Segundo Lévi-Strauss,
mais de meio século se passou desde que Hauser e Simiand expuseram e opuseram
as diferenças entre a história e a sociologia, que se prendiam essencialmente
com o carácter comparativo do método sociológico, monográfico e funcional do
método histórico. Hauser e Simiand apenas divergiam acerca do valor respectivo
de cada método. E se, por um lado, a história ateve-se ao – ainda que modesto e
lúcido – programa proposto e desenvolveu-se, por outro, a sociologia,
desenvolveu-se sem consenso de método: Do ponto de vista da história, os
problemas de princípio e de método parecem definitivamente resolvidos. Quanto à sociologia, o problema é diferente:
não se poderia dizer que ela não se desenvolveu; aqueles de seus ramos dos
quais nos ocuparemos mais particularmente aqui, a etnografia e a etnologia,
desabrocharam, no curso dos últimos [quarenta] anos, numa prodigiosa floração de estudos teóricos e descritivos, mas a
custa de conflitos, discórdias e confusões onde se reconhece, transporto ao
próprio seio da etnologia, o debate tradicional – e quão mais simples sob esta
forma – que parecia opor a etnologia em seu conjunto uma outra disciplina, a
história, igualmente considerada em seu conjunto (Lévi-Strauss, 2003:
13-14). Deste modo, enquanto a etnografia nos aparece assim como a observação e
análise de grupos humanos considerados na sua particularidade, visando a
reconstituição, tanto fiel quanto possível, da vida de cada um deles, a
etnologia utiliza de modo comparativo os documentos apresentados pelo
etnógrafo. Para Lévi-Strauss, com estas definições, a etnografia toma o mesmo
sentido em todos os países; e a etnologia corresponde aproximadamente ao que se
entende, nos países anglo-saxões, por antropologia social e cultural: a antropologia social consagrando-se
sobretudo ao estudo das instituições consideradas como sistemas de
representações, e a antropologia cultural ao estudo das técnicas, e,
eventualmente, também das instituições consideradas como técnica ao serviço da
vida social (Lévi-Strauss, 2003: 14-15). Posto o problema das relações
entre as ciências etnológicas e a história, as mesmas ciências se vinculam à
dimensão diacrónica dos fenómenos, ou seja, à sua ordem no tempo, tornando-se
incapazes de traçar-lhes a história; ou, por outro lado, procuram trabalhar à
maneira do historiador, e a dimensão do tempo lhes escapa. Para Lévi-Strauss, pretender reconstituir um passado do qual se
é impotente para atingir a história, ou querer fazer a história de um presente
sem passado, drama da etnologia num caso, da etnografia no outro, tal é, em
todo caso, o dilema no qual o desenvolvimento delas, ao longo dos últimos
cinquenta anos, pareceu muito frequentemente colocá-las (Lévi-Strauss,
2003: 15).
Uma questão se coloca:
que diferenças há, efectivamente, entre o método da etnografia e o da história?

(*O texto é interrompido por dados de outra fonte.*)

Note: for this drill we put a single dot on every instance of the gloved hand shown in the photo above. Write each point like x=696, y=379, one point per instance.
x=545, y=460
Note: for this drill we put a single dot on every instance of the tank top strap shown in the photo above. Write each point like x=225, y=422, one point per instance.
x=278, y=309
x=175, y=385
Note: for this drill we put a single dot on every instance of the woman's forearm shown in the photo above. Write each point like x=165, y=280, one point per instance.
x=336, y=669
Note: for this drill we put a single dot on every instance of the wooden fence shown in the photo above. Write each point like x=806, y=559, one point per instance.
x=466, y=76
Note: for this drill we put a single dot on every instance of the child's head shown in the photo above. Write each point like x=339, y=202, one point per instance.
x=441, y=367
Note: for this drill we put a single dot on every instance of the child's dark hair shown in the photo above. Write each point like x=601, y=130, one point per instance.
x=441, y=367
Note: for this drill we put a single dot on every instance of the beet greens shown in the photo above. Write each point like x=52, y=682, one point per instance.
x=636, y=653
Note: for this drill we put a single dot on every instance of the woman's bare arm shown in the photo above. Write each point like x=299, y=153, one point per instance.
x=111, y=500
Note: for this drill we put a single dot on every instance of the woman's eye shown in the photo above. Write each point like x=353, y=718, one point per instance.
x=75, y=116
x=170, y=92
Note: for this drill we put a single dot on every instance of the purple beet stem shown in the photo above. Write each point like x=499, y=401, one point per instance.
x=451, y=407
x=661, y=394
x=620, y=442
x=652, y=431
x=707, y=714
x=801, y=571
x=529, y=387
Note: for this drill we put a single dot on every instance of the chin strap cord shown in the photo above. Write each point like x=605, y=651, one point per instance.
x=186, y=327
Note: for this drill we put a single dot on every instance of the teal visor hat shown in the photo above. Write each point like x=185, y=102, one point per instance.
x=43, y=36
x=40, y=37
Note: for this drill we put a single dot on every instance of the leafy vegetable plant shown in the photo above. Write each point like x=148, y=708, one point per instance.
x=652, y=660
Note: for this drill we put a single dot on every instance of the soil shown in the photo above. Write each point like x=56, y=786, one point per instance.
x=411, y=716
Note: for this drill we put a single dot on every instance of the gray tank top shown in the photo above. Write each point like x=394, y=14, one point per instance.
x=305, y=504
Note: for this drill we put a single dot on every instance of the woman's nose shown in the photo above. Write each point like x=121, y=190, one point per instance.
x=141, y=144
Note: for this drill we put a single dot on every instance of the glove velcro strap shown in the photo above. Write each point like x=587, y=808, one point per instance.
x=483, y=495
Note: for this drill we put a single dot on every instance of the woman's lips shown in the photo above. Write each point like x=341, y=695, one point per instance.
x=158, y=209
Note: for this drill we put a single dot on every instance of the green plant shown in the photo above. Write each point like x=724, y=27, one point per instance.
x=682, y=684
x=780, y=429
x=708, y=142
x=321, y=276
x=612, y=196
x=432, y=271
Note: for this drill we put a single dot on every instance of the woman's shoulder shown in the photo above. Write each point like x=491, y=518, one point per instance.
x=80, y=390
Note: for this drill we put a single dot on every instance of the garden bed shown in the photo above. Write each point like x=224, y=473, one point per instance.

Ambos estudam sociedades que são outras que não aquela onde vivemos. E, pelo
facto de existir o melhor estudo etnográfico nunca transformará o leitor em
indígena. Por isso, e segundo Lévi-Strauss, o paralelismo metodológico que se
pretende traçar entre etnografia e história, para se oporem, é ilusório. Em
suma, a história organiza os seus dados em relação às expressões conscientes, a
etnologia em relação às condições inconscientes da vida social. Assim, a
etnologia não pode permanecer indiferente aos processos históricos e às
expressões mais altamente conscientes dos fenómenos sociais. Daí, ser inexacto
dizer-se que, no caminho do conhecimento
do homem que vai do estudo dos conteúdos conscientes ao das formas
inconscientes, o historiador e o etnólogo caminham em direcções inversas: ambos
se dirigem no mesmo sentido (Lévi-Strauss, 2003: 40).
Bom seria que todos os historiadores, etnógrafos ou etnólogos locais
tivessem consciência disso. Talvez com um pouco mais de leitura e de seriedade
intelectual, não se cometessem tantos erros de interpretação. Mas, pior ainda é
o permanente ou sistemático plágio, irritantemente repetitivo!